Zespoły, które nie są poważnie zaangażowane w loterie Sasaki, wiedząc, że utalentowani amatorzy mogą ponownie wejść na rynek w ostatniej chwili, mogą próbować samodzielnie renegocjować umowy słowne, aby przyciągnąć odrzuconych graczy. Może to wywołać katastrofalny efekt domina, w którym kluby i gracze będą próbowali przerobić układy w 11. godzinie w burzliwej, szalonej grze w muzyczne krzesła – a wszystko za sprawą Sasakiego, miotacza z prawie 400 rundami w karierze rzucanymi w drugiej najlepszej lidze świata , w jakiś sposób należy do tej samej kategorii, co 16-latek, który nie otrzymał jeszcze zapłaty.
Inni byli sceptyczni, czy przybycie Sasakiego wywoła tak ogromny efekt, powołując się na znaczenie utrzymywania relacji z trenerami i agentami, którzy pracują z większością najlepszych amatorów w Ameryce Łacińskiej. Zespół wycofający się z umowy w ostatniej chwili może spowodować trwałą niezgodę z jednym lub większą liczbą czołowych brokerów władzy w regionie.
Istnieje również szansa, że Sasaki, pozostawiwszy już na stole tak dużo pieniędzy, nie będzie zbytnio przejmował się ostateczną kwotą premii, zamiast tego priorytetowo potraktuje drużynę, z którą czuje się najlepiej.
Źródła wskazują, że kolejność operacji wokół Sasakiego i ewentualne obcięcie premii pozostaje niepewna. Nie jest jasne, czy zespoły będą zapobiegawczo renegocjować umowy przed 15 stycznia, czy podpisania umowy będą mogły zostać sfinalizowane pierwszego dnia, czy też zaczekają na konsekwencje podpisania kontraktu Sasakiego. Jednak niezależnie od kolejności, jest niemal pewne, że co najmniej jeden nieszczęsny amator otrzyma mniejszą premię z powodu dziwnego dopasowania Sasakiego do systemu.
Problem z całą dynamiką polega na tym, że Sasaki i amatorzy o siedem lat od niego młodsi są wrzuceni do tej samej struktury. Sasaki cały 2025 rok spędzi w głównych ligach; jego koledzy z podpisu w 2025 r. prawdopodobnie zadebiutują najwcześniej w 2030 r. Sasaki może otrzymać głosy Cy Young w przyszłym roku. Większość międzynarodowych amatorów spędzi rok 2025 w Dominikańskiej Lidze Letniej, najniższej lidze profesjonalnego stowarzyszonego baseballu.

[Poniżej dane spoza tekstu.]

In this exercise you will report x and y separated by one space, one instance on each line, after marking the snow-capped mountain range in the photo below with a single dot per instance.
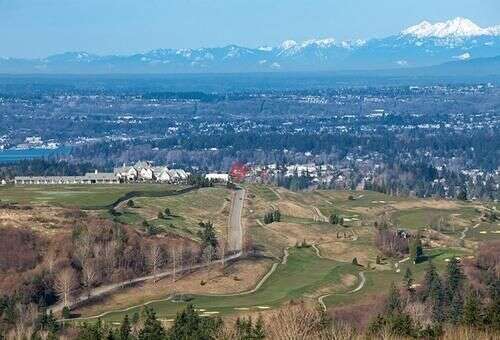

Jedyny precedens dotyczy przyszłego trzykrotnego MVP Shohei Ohtani, który po sezonie 2017 przeskoczył Pacyfik. Jednak wejście Ohtani na rynek nie wywołało wiru chaosu w Ameryce Łacińskiej, ponieważ (1) jego przybycie było mniejszym zaskoczeniem niż w przypadku Sasakiego oraz (2) ostateczny termin podpisania umowy upłynął wówczas w lipcu, a nie w styczniu, co oznaczało, że Ohtani się pojawił w środku roku podatkowego. Mimo to zaangażowanie Ohtaniego w międzynarodowy system amatorski, system przeznaczony dla graczy zupełnie innego typu, nie miało wówczas większego sensu.
I od tego czasu problem ten nie został rozwiązany. W rzeczywistości było coraz gorzej. Jedno ze źródeł nazwało system „bałaganem”. Inny nazwał go „zepsutym”.
Większość zespołów negocjuje z zawodnikami w wieku zaledwie 12 lat, mimo że w dniu podpisania kontraktu zawodnik musi mieć ukończone 16 lat. Niektórzy amatorzy, którzy mieli podpisać kontrakt w nadchodzącym oknie, ustnie zgodzili się na zawarcie umowy już wiosną 2021 r., mniej więcej w czasie debiutu Sasaki w NPB. Jednak ze względu na obecne międzynarodowe zasady dotyczące premii kontrakt Sasakiego wyjmie pieniądze z kieszeni kogoś innego – co wcale nie jest jego winą.
To jak porównywać jabłka i motocykle. Każdy zespół wolałby mieć Sasakiego, szczególnie za tak niską cenę, niż jakiegokolwiek innego zawodnika dostępnego w klasie 2025, a nie jest to wcale blisko. Jedynym sprawdzonym towarem w ofercie jest Sasaski.
Jak ujął to jeden z ewaluatorów: „Wolę podpisać kontrakt z Sasakim, niż czekać sześć lat, aby przekonać się, czy (zawodnik z klasy międzynarodowej 2025) jest dobry”.